In ein alt eingesessenes Berchtesgadener Modehaus verirrten sich am Montagvormittag nur wenige Kunden, während sich ein anderes Modehaus mit der Wiedereröffnung durchaus zufrieden zeigte. Doch dies passt in die Zahlen des Handels, wie dem »Berchtesgadener Anzeiger« mitgeteilt wurde. Man sei erst bei 40 Prozent, da viele Menschen derzeit nicht bereit sind, in Mode-Accessoires zu investieren.

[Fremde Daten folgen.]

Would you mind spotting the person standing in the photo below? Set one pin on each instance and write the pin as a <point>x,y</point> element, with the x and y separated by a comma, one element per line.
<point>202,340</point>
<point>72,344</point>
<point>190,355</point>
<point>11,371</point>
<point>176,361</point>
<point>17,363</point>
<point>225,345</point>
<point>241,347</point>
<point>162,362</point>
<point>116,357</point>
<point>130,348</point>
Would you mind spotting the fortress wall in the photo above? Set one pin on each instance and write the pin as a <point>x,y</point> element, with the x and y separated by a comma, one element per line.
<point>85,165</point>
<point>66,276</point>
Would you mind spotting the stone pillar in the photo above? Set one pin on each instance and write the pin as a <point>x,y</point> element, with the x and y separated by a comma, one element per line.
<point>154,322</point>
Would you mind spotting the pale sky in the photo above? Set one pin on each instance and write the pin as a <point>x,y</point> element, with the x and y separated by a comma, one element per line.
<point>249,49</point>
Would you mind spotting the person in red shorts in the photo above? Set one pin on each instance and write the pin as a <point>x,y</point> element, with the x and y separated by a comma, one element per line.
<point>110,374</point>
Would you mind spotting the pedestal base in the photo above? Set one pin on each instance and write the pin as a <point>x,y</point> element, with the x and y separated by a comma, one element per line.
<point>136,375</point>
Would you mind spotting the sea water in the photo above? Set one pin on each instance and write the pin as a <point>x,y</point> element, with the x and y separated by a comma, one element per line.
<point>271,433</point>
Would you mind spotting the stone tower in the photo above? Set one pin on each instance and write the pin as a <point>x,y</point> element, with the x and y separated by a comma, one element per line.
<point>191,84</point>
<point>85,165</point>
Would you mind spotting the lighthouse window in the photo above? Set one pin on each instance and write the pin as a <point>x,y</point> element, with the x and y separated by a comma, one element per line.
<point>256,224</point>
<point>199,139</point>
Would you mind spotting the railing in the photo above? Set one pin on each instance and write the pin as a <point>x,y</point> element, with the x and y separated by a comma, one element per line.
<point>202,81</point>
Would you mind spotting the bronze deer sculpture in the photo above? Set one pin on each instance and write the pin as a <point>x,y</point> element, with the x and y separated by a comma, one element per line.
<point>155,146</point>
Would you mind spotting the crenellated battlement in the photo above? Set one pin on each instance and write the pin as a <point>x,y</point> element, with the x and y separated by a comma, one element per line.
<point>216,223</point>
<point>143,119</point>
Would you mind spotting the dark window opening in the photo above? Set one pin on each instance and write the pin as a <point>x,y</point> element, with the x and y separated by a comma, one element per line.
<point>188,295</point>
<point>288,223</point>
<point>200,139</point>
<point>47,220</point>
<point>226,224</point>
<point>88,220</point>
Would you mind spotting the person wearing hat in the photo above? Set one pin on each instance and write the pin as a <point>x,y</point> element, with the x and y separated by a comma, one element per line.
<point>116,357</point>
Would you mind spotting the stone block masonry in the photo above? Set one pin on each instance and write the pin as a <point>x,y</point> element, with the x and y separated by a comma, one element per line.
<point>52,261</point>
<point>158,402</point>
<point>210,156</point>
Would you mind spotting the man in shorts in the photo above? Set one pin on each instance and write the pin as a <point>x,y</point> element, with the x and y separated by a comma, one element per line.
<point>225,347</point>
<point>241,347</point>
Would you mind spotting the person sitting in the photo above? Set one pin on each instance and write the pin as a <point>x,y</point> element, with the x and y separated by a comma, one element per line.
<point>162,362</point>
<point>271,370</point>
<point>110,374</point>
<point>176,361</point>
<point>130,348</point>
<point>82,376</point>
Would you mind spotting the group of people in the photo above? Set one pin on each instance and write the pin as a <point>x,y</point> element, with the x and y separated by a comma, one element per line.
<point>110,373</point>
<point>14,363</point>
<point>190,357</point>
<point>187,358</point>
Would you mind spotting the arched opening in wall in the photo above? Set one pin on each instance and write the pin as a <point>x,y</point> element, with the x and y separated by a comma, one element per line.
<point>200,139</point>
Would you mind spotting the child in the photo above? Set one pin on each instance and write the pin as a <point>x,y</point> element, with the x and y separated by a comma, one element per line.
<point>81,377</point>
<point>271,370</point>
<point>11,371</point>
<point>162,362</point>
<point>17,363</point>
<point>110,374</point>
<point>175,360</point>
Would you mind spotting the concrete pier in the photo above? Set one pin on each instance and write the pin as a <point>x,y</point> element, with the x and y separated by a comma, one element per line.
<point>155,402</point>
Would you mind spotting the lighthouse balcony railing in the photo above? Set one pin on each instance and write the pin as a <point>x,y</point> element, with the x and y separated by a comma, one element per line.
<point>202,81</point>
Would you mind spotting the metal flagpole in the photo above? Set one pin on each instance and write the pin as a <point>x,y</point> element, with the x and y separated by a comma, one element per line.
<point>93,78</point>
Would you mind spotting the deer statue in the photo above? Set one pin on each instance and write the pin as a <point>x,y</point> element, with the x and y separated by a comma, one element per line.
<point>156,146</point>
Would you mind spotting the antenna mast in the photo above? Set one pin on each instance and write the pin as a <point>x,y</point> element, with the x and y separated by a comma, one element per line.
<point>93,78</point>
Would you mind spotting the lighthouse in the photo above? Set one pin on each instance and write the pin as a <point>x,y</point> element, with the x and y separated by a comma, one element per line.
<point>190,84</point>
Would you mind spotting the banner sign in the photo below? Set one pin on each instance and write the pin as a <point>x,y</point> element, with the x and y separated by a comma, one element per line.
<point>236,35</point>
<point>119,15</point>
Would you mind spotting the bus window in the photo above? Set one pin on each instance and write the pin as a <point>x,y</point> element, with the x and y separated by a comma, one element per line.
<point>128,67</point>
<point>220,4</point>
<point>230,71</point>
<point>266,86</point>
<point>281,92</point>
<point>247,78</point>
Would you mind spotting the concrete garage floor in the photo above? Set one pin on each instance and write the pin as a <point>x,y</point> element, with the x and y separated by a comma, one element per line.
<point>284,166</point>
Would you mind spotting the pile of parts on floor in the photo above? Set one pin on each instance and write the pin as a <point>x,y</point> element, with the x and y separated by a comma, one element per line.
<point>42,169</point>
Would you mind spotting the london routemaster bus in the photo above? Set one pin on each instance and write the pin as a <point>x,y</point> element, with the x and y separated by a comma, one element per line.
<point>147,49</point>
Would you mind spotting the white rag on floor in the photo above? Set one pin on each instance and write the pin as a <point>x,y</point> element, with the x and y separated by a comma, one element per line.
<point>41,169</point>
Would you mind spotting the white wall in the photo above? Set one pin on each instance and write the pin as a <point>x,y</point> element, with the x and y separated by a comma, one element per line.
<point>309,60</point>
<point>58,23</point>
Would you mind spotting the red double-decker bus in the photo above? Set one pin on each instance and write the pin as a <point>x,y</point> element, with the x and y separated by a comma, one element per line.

Die Mitarbeiter des Regionalverkehrs Oberbayern (RVO) befolgen die strengen Richtlinien. Claus Grassl und Teamleiter Christian Bründl achten darauf, dass die Schüler beim Einstieg die Mindestabstände einhalten und auch eine Maske tragen. Grassl hat sogar welche dabei, falls unter den Fahrgästen Bedarf besteht. Einer der Busfahrer plante, am nächsten Tag seine Kramperllarve aufzusetzen, um den Sinn der Anordnung in Frage zu stellen.

Allgemein gehen die Meinungen zur Maskenpflicht stark auseinander. Während einige Befragte die Anordnung kommentarlos akzeptieren, hat die Mehrheit der Befragten dazu eine andere Auffassung. So hätte die jetzt eingeführte Maskenpflicht vor fünf Wochen einen Sinn ergeben, lautete der Tenor. Jetzt, da die Infektionszahlen sehr moderat seien, halten viele Bürger diese Pflicht für grenzwertig.

Allerdings drohen bei Verstößen gegen die Anordnung empfindliche Bußgelder. Privatpersonen müssen 150 Euro bezahlen, Ladenbesitzer sogar bis zu 5000 Euro, falls sie die Maskenpflicht verletzen. Dennoch versuchen alle, das Beste aus der Situation zu machen. Einige beweisen sogar Kreativität und Modebewusstsein: In manchen Geschäften ließ sich eine bunte Vielfalt bei den selbst gefertigten Masken beobachten.